Imagens destas, baseadas em textos bíblicos, são correntes nos livros religiosos, nomeadamente na citada obra de Amador Arrais. Prosadores e poetas de todos os tamanhos as têm usado.

Puro como o cristal e puro como o sol (ou como as estrêlas) são até comparações populares.

O S.r Pedro Fernandes Tomás colheu, por exemplo, uma canção religiosa A’ Virgem, onde se inclui a seguinte quadra:

Vossa alma é mais pura
Que os puros crystaes;
Formosa sem mancha
Bemdita sejaes! ([15])

Puro como o sol é, igualmente, comparação espalhada entre o povo, com referência à pureza virginal. ([16])

Viana-do-Castolo, Abril de 1922.

Cláudio Basto.

  1. i p., cap. ix.
  2. Vid. pág. 7.
  3. Mil Trovas, pág. 7, 3.ª ed. Cfr. pág. 11 dêste opúsculo. — Também corre assim no Brasil (parte norte).
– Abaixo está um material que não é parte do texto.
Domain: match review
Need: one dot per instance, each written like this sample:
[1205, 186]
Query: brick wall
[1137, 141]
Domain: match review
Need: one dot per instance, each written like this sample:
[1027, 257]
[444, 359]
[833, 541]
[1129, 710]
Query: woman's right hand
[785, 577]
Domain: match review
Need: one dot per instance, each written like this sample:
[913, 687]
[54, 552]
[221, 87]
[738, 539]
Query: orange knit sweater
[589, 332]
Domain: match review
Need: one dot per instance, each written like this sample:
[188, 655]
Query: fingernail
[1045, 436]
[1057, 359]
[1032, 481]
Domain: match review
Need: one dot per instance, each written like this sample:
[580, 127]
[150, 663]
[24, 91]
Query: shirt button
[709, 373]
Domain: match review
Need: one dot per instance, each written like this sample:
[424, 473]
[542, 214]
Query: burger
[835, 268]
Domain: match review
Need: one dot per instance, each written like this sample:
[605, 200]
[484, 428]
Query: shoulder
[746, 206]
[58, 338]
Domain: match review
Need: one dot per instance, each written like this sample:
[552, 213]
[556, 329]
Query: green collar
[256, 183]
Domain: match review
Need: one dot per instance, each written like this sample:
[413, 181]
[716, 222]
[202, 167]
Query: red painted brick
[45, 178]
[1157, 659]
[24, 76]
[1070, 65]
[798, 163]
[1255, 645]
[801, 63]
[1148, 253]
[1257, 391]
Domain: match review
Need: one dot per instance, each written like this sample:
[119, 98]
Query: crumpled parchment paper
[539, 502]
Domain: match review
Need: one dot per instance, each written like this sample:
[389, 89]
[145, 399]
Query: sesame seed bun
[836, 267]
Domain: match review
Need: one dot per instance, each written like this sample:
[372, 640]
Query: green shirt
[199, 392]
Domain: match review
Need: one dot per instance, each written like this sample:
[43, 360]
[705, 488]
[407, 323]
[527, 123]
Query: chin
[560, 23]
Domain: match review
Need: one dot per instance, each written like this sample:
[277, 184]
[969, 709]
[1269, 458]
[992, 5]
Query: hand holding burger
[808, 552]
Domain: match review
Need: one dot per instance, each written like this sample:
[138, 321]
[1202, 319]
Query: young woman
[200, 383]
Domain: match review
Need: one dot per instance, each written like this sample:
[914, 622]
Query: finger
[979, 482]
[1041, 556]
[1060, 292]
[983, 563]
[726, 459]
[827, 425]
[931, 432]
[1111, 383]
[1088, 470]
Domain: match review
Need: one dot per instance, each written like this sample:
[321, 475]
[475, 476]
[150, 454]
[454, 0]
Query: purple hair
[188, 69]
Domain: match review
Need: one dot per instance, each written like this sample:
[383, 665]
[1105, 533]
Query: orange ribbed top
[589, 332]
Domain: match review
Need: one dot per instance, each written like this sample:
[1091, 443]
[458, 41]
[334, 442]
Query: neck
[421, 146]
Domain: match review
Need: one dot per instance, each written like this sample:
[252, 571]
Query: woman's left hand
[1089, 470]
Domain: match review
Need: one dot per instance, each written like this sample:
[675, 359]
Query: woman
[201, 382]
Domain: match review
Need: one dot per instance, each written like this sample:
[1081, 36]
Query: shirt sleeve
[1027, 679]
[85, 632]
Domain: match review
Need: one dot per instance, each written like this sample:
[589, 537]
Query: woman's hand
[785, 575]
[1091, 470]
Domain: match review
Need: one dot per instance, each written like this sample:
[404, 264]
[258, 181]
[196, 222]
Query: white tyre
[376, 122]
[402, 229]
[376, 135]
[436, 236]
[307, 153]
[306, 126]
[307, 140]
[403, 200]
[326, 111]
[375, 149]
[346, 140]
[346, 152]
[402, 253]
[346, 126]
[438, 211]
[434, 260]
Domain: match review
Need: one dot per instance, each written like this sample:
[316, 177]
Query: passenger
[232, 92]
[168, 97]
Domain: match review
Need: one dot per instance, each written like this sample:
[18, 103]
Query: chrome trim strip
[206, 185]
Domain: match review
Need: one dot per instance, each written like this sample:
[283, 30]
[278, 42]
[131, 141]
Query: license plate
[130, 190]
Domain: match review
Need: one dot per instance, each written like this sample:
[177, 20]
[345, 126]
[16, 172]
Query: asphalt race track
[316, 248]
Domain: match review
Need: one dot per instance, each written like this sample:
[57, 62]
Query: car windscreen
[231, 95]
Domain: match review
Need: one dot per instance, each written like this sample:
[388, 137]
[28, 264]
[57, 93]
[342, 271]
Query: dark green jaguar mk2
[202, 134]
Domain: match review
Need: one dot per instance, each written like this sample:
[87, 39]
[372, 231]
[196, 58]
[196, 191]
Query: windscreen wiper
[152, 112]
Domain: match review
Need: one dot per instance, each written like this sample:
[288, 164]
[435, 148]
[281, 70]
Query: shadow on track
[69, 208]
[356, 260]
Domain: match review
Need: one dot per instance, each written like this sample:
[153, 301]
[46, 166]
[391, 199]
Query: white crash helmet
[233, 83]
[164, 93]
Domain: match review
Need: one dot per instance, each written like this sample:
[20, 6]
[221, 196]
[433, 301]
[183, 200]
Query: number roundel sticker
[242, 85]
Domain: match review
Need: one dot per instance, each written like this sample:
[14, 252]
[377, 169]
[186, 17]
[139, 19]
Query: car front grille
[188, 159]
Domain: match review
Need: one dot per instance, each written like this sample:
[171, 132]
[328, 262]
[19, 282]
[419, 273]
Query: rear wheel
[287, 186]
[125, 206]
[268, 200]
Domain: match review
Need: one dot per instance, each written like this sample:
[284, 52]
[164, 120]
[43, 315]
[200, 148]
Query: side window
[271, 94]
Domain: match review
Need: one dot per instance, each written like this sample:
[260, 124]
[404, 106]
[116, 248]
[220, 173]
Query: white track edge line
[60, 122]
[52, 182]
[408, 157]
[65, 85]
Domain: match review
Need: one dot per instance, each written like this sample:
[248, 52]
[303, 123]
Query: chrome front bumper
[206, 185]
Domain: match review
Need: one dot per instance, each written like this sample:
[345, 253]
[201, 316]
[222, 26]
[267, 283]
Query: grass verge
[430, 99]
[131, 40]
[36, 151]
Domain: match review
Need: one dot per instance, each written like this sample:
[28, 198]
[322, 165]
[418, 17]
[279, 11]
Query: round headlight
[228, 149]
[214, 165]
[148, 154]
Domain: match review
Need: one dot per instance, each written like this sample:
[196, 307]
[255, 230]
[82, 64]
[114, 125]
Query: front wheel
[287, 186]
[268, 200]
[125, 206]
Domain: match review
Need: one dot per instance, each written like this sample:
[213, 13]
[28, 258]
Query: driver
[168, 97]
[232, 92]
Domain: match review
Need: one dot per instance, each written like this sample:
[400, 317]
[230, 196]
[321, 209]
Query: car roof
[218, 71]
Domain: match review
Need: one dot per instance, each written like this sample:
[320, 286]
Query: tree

Cfr. pág. 17 dêste opúsculo.
  4. Notas sôbre Portugal, artigo «O Povo Português», do S.r António Arroio, ii vol., Lisboa 1909, pág. 93.
  5. Vid. pág. 7.
  6. A Arte, revista do Pôrto, iii, pág. 64 (n.° 2, de Novembro de 1899).
  7. Vid. pág. 11.
  8. Vid. pág. 15.
  9. Apud Rev. lus., n, 343.
  10. Registo-a, devido à amabilidade do S.r Álvaro Ventura, distinto Sub-chefe da Banda de inf. 3 e professor de música, que prontamente acedeu ao pedido que, em tal sentido, lhe fiz, — o que muito lhe agradeço.
  11. Diál. 10.º, cap. lii; pág. 747 da ed. de 1846.
  12. iv, 32, na ed. de Venesa, 1756 (pág. 78).
  13. Lisboa 1758, pág. 3.
  14. Pág. i (Prefação).
  15. Pedro Fernandes Tomás, Velhas canções e romances populares portugueses, Coimbra 1913, pág. 82.
  16. Em livros que tratam de religiões orientais ou que a elas aludem, encontram-se bastas referências a divindades solares, — interessando-nos, agora, particularmente os livros onde é versada a questão de Cristo considerado mito solar. — Vid., por exemplo, o capítulo iv do conhecido livro de Emilio Bossi, Cristo nunca existiu.